Not all patients would receive a vaccine as that would be reserved for high-risk patients after testing. “Those are the ones we would be looking to vaccinate after assessment by a medical doctor at a health office or a private centre,” he added. He said when people went for treatment too late their respiratory systems would already be in “disarray,” increasing the risk of death. Khan also stressed that patients should not rely on any type of antibiotics as those were ineffective in fighting off the virus.
“You must go to the nearest emergency centre for treatment because you have to have intensive care management where you may need assisted ventilation,” he added. Results from testing for the virus took up to five days to process, Khan said. Airport and port authorities have been put on the alert to be vigilant about incoming and outgoing travellers. Asked if special screening would be done on passengers from neighbouring countries, Khan said the stringent checks were for everyone.
“This is a problem that is throughout Caricom and throughout the world since 2009,” he added. The ministry plans to start a campaign to promote awareness and education with the distribution of pamphlets in health facilities and schools about the virus’ symptoms and how to prevent infection.
Some people have been using the terms swine flu and bird flu inter-changeably but they are not the same. Here are the differences:
• Influenza is a virus that infects people, birds, pigs and other animals.
• Swine flu: Pigs, occasionally transmitted to hog farm workers and veterinarians.
• Bird flu, also known as avian flu, is carried by birds, particularly poultry and has never been detected in T&T.
Speed and deadliness:
• Swine flu: Spreads fast, less deadly.
• Bird flu: Spreads very slowly, much higher death rate.
• Swine flu: Human-to-human transmission, via cough droplets and unsanitised surfaces.
• Bird flu: In extremely rare cases spreads between people but mostly from direct bird-to-human exposure.
Where it affects your body:
• Swine flu: Affects respiratory system.
• Bird flu: Attacks all systems in human body.
Points to remember about swine flu:
• It is a contagious virus that is spread from person-to-person by droplets released into the air when an ill person coughs or sneezes.
• A person can become infected when those droplets are inhaled directly or by touching contaminated surfaces, like door handles, faucets, telephones and then touching the mouth, eyes or nose.
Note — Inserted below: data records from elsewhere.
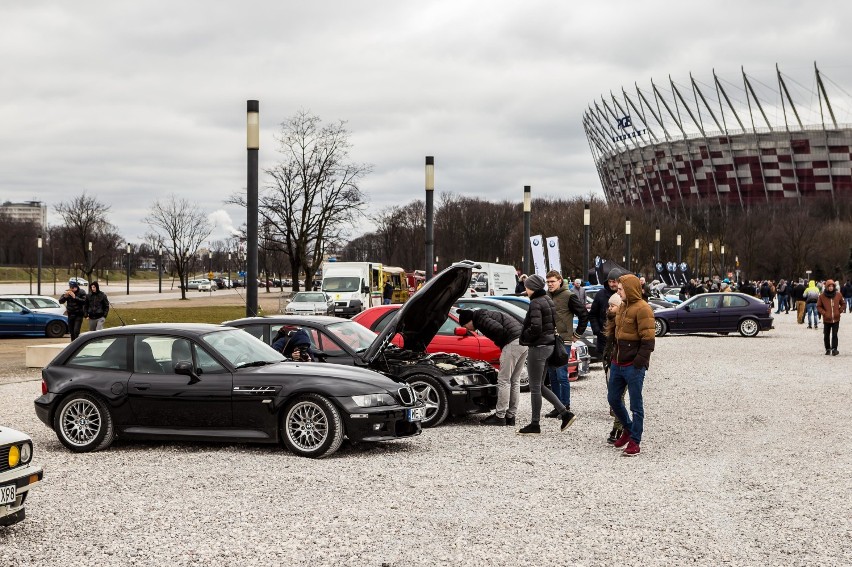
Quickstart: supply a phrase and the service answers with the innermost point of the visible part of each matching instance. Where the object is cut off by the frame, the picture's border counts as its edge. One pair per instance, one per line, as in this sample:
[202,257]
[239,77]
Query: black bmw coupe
[212,383]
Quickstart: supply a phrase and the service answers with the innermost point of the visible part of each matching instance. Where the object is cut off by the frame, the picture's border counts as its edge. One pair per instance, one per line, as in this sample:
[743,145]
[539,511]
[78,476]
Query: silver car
[17,474]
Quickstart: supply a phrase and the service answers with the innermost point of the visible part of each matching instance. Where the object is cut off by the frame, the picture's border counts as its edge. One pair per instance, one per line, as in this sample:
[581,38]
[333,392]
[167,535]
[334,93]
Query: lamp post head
[252,125]
[430,173]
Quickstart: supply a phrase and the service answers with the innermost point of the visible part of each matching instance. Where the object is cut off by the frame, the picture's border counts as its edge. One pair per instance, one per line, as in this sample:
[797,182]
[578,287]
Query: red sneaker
[623,439]
[632,449]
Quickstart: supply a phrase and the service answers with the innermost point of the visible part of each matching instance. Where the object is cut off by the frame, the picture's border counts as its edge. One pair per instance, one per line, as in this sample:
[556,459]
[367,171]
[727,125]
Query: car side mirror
[185,368]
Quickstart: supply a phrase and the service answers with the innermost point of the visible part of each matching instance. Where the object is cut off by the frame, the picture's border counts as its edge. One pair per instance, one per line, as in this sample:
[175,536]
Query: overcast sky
[135,101]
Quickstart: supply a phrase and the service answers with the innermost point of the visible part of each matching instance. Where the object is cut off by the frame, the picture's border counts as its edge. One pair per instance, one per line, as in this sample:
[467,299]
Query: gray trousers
[537,368]
[512,359]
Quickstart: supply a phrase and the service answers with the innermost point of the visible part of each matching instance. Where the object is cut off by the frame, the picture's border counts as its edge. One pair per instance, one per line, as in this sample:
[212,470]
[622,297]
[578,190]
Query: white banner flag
[537,252]
[553,259]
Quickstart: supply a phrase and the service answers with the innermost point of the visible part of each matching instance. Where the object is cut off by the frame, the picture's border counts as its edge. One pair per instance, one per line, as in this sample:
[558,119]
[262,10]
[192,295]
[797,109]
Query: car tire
[55,329]
[311,426]
[83,423]
[430,392]
[749,327]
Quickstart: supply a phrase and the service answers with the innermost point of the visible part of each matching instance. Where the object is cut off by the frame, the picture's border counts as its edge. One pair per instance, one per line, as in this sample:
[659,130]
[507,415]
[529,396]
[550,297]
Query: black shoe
[493,419]
[567,419]
[531,429]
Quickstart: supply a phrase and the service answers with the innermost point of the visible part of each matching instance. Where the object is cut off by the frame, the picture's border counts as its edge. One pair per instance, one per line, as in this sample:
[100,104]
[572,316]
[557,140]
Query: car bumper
[23,478]
[380,424]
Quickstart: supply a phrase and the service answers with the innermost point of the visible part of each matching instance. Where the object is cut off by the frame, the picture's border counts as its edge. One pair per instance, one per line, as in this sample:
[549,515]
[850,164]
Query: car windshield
[358,337]
[341,284]
[309,298]
[242,349]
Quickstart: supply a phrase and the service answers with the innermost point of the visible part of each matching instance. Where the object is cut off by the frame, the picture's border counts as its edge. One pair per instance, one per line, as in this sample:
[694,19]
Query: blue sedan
[17,320]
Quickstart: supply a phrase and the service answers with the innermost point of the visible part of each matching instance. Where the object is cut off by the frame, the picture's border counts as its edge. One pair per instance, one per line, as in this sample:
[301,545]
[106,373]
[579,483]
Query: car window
[449,327]
[103,352]
[734,301]
[704,302]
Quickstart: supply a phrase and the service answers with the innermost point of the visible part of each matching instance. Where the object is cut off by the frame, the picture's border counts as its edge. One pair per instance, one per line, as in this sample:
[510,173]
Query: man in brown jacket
[634,343]
[830,305]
• This is why it is important to wash hands with soap and water for at least 20 seconds after contact with shared surfaces, devices or utensils and after coughing or sneezing.
• The virus can survive on hard surfaces for up to 24 hours.
• People with the virus may be contagious from one day before they develop symptoms and up to seven days after they get sick.
• Younger children may be potentially contagious for up to ten days.
Symptoms of H1N1 include:
• High fever over 38 degrees celsius.
• Sore throat.
• Runny nose.
• Headaches and body pains.
• Fatigue and tiredness.
• Nausea and vomiting.
• Severe illness can include pneumonia and respiratory failure.
Other ways to prevent the spread and protect yourself:
• Cover your nose and mouth with a tissue when you cough or sneeze. Throw the tissue in a trash bin after use, and wash your hands properly with soap and water.